Y	Hacker News new \| ask \| show \| jobs

by nicolewhite 888 days ago

Pretty neat!

I have a question about how you intend to deal with LLM applications where the output is more creative, e.g. an app where the user input is something like "write me a story about X" and the LLM app is using a higher temperature to get more creative responses. In these cases I don't think it's possible to represent the ideal output as a single string -- it would need to be a more complicated schema, like a list of constraints for the output, e.g. that it contains certain substrings.

TIA!

2 comments

robrenaud 888 days ago

The TinyStories[1] paper has an interesting solution for how to evaluate stories. They ask GPT-4 to grade them on grammar, consistency, and creativity.

This seems like it would be extremely hard to figure out how to do automatically though.

[1] https://arxiv.org/pdf/2305.07759.pdf

maxrmk 888 days ago

Good question! We aren't really focusing on this area, but I'm willing to speculate.

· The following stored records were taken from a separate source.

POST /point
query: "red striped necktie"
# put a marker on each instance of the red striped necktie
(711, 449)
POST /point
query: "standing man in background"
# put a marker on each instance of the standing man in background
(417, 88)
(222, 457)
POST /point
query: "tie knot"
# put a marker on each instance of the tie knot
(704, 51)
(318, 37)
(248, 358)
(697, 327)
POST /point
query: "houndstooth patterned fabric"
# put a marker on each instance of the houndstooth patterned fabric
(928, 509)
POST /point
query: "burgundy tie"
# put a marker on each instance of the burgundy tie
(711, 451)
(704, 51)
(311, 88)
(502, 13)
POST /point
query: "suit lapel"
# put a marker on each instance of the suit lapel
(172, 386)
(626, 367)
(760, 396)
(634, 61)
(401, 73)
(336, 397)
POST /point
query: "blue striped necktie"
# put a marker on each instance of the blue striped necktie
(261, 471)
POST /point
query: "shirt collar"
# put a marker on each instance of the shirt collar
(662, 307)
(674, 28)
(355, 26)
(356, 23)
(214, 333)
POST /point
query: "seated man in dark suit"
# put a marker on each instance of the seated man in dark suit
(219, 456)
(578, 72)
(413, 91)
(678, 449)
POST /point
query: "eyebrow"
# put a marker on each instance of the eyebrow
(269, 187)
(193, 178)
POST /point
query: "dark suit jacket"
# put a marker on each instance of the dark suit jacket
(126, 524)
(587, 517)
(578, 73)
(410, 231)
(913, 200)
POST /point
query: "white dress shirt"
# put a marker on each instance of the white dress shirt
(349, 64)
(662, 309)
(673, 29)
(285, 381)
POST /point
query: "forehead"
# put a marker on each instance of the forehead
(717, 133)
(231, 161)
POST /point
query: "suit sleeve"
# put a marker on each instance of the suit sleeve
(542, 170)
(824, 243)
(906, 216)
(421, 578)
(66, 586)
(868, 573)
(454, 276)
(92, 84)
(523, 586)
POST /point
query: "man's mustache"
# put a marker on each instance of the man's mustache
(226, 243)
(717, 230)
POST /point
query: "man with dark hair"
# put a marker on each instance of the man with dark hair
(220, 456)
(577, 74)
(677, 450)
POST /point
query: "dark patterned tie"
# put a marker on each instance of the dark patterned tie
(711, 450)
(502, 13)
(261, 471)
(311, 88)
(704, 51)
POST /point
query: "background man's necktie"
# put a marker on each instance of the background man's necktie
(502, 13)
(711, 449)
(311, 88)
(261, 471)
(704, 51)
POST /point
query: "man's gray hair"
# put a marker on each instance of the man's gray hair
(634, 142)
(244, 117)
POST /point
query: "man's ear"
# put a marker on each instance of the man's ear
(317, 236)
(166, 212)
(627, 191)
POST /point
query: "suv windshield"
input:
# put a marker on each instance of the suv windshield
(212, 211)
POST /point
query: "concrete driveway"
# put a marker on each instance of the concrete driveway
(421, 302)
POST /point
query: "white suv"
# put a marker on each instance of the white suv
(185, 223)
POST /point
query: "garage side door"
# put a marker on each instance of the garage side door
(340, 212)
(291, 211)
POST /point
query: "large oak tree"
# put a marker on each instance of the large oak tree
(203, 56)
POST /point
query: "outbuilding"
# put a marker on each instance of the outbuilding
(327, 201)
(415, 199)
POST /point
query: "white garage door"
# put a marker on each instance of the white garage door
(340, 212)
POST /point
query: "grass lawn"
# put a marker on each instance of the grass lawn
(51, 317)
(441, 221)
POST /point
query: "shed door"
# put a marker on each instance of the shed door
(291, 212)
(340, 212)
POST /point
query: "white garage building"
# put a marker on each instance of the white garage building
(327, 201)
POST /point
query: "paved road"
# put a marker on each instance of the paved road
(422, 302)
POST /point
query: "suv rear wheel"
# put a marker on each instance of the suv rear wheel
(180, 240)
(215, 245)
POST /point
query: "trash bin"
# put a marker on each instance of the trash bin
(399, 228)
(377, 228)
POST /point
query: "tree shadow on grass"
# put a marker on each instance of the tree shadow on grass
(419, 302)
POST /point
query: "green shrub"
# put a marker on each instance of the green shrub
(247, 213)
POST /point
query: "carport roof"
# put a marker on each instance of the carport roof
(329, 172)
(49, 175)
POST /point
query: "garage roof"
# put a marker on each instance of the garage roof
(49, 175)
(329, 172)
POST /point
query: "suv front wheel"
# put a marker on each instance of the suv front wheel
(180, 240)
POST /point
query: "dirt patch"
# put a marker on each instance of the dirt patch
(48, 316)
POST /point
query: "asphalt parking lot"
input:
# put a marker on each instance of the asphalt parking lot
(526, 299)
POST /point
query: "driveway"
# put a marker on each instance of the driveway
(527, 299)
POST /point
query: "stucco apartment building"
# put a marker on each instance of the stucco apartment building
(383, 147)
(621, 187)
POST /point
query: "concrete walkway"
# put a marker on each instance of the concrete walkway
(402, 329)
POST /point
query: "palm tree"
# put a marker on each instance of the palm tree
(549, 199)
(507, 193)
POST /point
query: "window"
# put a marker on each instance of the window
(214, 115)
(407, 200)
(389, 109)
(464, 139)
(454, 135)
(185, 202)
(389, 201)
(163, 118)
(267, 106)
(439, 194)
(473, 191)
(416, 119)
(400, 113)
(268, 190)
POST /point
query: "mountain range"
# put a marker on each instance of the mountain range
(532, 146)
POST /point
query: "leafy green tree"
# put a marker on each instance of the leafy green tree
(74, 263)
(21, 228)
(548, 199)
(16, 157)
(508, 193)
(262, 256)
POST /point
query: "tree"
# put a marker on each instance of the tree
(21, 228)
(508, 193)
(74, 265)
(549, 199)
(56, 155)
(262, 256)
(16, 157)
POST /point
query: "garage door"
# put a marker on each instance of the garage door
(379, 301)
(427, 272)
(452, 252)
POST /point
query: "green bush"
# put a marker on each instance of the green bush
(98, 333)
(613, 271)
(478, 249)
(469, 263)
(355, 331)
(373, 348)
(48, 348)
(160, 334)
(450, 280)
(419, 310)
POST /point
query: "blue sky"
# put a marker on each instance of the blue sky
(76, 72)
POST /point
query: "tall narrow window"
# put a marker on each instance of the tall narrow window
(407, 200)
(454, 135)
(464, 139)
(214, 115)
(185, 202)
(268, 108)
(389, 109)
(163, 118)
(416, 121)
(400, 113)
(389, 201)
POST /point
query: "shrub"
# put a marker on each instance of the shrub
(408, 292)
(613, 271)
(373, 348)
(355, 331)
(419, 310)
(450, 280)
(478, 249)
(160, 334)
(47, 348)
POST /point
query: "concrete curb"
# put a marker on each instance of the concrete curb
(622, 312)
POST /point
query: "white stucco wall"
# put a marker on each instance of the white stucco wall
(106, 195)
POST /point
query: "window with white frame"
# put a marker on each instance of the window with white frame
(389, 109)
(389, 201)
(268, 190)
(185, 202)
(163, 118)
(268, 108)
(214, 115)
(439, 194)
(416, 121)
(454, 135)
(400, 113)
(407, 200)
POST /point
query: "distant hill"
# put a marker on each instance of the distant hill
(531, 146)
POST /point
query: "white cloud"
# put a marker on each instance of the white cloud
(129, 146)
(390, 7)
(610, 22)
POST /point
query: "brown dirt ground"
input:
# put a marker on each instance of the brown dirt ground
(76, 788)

I'd expect broaded constraints than just substring matching. For example, if the user requests that a certain plot point in the story occur before another, we should actually be able to (1) generate a test for that behavior and (2) use a model to check if the request was followed.

I'd expect other tests might be useful too -- checking for things like "no generation of violent content, even if the user requests it".